Dosaggi pratici (quelli che ti salvano la ricetta)

Se ti piace andare a colpo sicuro, questi sono i riferimenti più usati:

  • Impasti dolci: 1 bustina (circa 7-10 g) di cremor tartaro + 1 cucchiaino di bicarbonato ogni 500 g di impasto o farina.
  • Regola rapida: circa 1 cucchiaino ogni 250 g di farina, sempre con bicarbonato.
  • Albumi e meringhe: 0,5 g ogni 100 g di albumi, da aggiungere all’inizio della montata per ottenere picchi rigidi.
UsoDose indicativaQuando aggiungerlo
Lievitazione impasti1 cucchiaino/250 g farinaInsieme alle polveri
Dolci (500 g impasto)1 bustina + 4 g bicarbonatoNella farina setacciata
Albumi e meringhe0,5 g/100 g albumiAll’inizio della montata

Dove dà il meglio (e perché te ne innamori)

1) Dolci soffici e “nuvolosi”

Se fai torte da colazione, lo senti subito: la mollica diventa più alveolata, l’impasto sale con regolarità e resta leggero. Esempi tipici:

  • Torte tipo zebrata senza burro (spesso si usa un rapporto simile: 7 g cremor + 7 g bicarbonato per circa 260 g di farina).
  • Impasti ricchi e profumati, come un panettone aromatico casalingo (anche mezzo cucchiaino su 500 g di farina può fare la differenza).

2) Meringhe stabili, croccanti fuori e leggere dentro

Qui il cremor tartaro è quasi “magico” perché stabilizza gli albumi. Se hai mai visto una meringa che collassa o piange, capisci subito il valore di una montata più solida. Un riferimento molto comune è ¼ di cucchiaino su 3 albumi.

3) Piccoli usi furbi: panna e didò

  • Panna montata: una puntina in circa 200 ml può aiutare a mantenerla più ferma.
  • Didò fatto in casa: in alcune ricette si usa (per esempio 2 cucchiaini) per dare una struttura più asciutta e lavorabile.

Gli errori da evitare (così funziona sempre)

  • Non usarlo come se fosse lievito “completo”: senza bicarbonato, negli impasti non ti dà la spinta che ti aspetti.
  • Mescola bene le polveri e setacciale: la distribuzione uniforme è ciò che rende la lievitazione regolare.
  • Non esagerare con le dosi: troppo acido può sbilanciare la ricetta e rovinare la texture.
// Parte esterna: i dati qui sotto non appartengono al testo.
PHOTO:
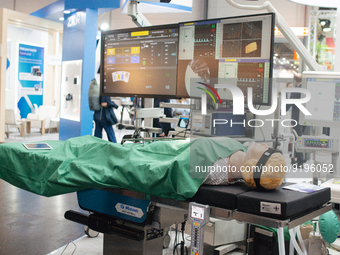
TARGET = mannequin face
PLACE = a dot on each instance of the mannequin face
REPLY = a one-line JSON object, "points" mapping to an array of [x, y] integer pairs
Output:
{"points": [[255, 150]]}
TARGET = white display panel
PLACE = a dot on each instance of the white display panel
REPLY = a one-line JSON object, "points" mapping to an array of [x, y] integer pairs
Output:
{"points": [[71, 90], [324, 104]]}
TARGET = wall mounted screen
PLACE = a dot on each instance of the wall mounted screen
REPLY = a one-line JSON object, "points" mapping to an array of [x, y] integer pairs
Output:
{"points": [[236, 50], [324, 105], [140, 62]]}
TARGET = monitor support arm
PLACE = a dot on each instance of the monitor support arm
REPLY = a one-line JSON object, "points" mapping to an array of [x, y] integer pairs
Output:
{"points": [[137, 17], [286, 31]]}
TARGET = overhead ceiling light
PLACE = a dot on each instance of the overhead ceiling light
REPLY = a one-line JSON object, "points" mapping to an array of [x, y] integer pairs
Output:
{"points": [[104, 27]]}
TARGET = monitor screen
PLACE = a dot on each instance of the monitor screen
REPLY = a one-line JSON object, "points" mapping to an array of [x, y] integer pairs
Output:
{"points": [[324, 104], [236, 50], [140, 62]]}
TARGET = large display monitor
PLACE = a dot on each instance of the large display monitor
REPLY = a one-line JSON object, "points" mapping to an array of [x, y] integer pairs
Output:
{"points": [[140, 62], [235, 50], [324, 104]]}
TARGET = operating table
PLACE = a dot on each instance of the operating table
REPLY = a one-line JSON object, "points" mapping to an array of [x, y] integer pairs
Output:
{"points": [[134, 223], [162, 189]]}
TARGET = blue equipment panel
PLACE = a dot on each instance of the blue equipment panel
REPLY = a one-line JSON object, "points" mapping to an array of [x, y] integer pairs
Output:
{"points": [[124, 207]]}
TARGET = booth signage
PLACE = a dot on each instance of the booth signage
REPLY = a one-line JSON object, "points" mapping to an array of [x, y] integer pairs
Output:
{"points": [[31, 78]]}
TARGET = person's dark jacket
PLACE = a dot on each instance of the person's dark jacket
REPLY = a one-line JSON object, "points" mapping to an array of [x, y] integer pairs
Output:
{"points": [[106, 115]]}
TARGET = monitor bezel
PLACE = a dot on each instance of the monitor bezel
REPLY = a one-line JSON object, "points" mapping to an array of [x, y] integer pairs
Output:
{"points": [[102, 62], [271, 61], [314, 122]]}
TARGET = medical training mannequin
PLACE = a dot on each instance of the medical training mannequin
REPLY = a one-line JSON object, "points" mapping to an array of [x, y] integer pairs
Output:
{"points": [[241, 166]]}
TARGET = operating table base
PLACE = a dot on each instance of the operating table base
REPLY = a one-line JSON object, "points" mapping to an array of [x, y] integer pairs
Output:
{"points": [[118, 245]]}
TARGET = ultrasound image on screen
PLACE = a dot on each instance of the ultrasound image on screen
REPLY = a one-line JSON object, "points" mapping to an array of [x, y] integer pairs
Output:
{"points": [[238, 39]]}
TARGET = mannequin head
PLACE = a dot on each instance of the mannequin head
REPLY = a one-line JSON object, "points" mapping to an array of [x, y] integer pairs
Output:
{"points": [[273, 173]]}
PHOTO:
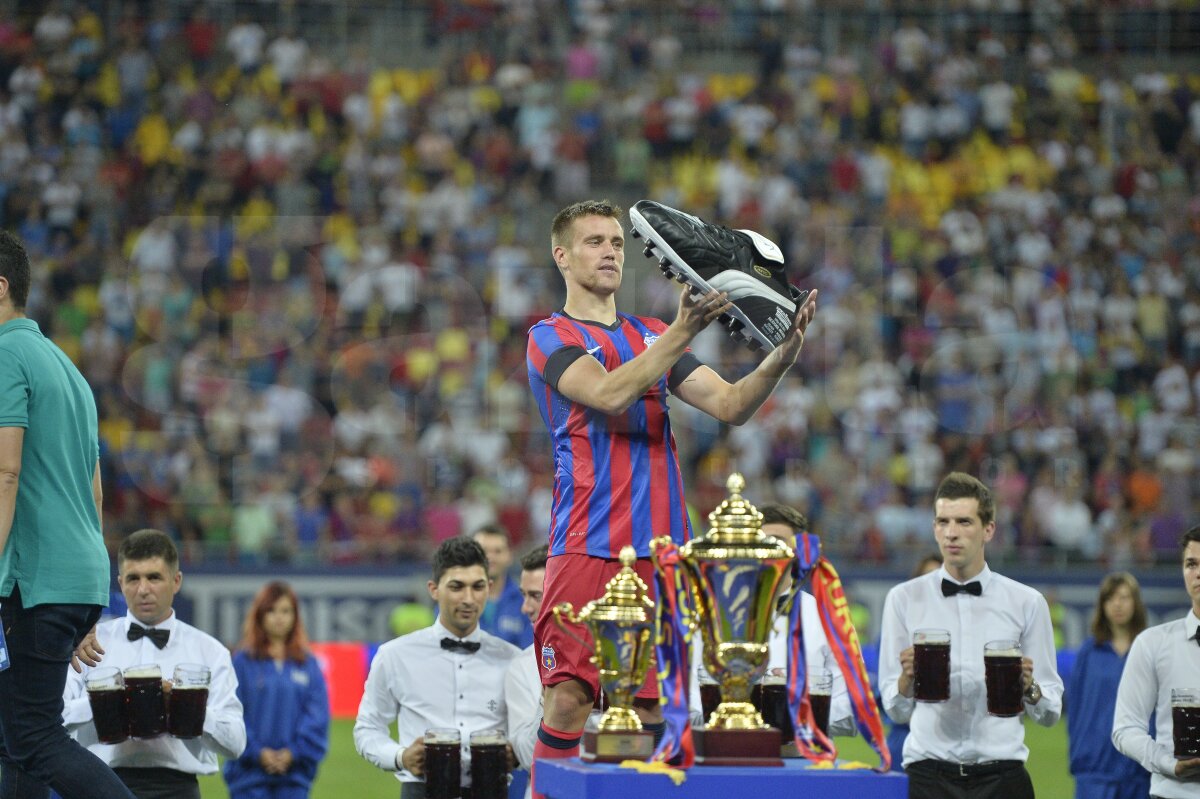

Perché, una volta provato, non lo molli più

Il motivo è semplice e molto concreto: ti dà controllo. Controllo sulla crescita dell’impasto, sulla stabilità degli albumi, sulla leggerezza finale. E lo fa in modo “silenzioso”, senza profumi invadenti e senza retrogusti. È uno di quegli ingredienti che non si notano finché non mancano, poi sì che te ne accorgi.